We are glad to be collaborating with such distinguished universities and experts in their respective fields who can contribute to the advancement of QA technologies that are the backbone of the IBM Watson system. The success of the Jeopardy! challenge will break barriers associated with computing technology's ability to process and understand human language, and will have profound effects on science, technology and business, Dr. David Ferrucci, leader of the IBM Watson project team, said in a statement.
Like many of the other collaborating universities, Carnegie Mellon will assist in the development of the Open Advancement of Question-Answering Initiative (OAQA) architecture and methodology. This includes a source expansion algorithm identifying the best text resources for answering questions about given topic and an answer-scoring algorithm.
Applying QA technology to the real-time Jeopardy! problem is an important challenge for the field because it requires a system to respond more quickly and with a level of confidence that has not been possible to-date, Carnegie Mellon University professor Eric Nyberg said in a statement. Jeopardy! requires forms of reasoning that are quite sophisticated, using metaphors, puns, and puzzles that go beyond basic understanding of the language. As a challenge problem, Jeopardy! will stretch the state of the art.

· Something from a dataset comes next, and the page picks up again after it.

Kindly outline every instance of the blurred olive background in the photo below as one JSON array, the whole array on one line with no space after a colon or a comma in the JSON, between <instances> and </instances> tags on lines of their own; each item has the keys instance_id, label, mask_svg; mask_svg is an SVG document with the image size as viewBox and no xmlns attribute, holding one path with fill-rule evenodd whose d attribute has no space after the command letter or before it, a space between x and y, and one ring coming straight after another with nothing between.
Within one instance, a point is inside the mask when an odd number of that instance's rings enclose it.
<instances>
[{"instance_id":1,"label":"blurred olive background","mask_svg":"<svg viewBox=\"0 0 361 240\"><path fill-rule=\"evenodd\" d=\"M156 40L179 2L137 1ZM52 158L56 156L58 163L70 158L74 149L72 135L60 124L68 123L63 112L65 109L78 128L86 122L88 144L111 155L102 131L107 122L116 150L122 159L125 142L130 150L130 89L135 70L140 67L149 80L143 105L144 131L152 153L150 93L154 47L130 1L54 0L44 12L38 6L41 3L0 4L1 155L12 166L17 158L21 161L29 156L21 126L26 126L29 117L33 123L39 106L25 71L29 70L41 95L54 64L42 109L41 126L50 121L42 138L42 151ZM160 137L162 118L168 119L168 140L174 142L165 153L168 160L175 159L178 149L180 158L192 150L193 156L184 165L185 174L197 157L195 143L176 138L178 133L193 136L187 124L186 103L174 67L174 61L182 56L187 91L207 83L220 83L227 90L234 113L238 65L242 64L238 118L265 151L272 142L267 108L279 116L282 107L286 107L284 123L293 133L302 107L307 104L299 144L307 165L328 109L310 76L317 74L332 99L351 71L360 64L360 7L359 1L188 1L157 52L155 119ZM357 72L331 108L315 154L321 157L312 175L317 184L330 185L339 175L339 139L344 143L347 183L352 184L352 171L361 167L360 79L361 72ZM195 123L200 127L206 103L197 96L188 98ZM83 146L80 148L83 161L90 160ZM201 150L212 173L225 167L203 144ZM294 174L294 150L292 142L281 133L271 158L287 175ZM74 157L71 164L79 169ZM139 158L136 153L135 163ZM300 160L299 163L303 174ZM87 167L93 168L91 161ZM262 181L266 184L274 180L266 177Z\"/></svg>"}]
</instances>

The University of Massachusetts Amherst team will work on information retrieval, or text search. The team of researchers from the University at Albany will develop an interactive QA capability for sustained investigation. The Rensselaer Polytechnic Institute team will work on a visualization component that will show how Watson uses massively parallel analytics to form a human like response. The Trento researchers will look at machine learning, question answering and conversational agents.
The research will hope to give Watson more uses than simply dominating on Jeopardy! IBM said it hopes Watson will transform the way businesses and society work and improve many industries, and even assist in research.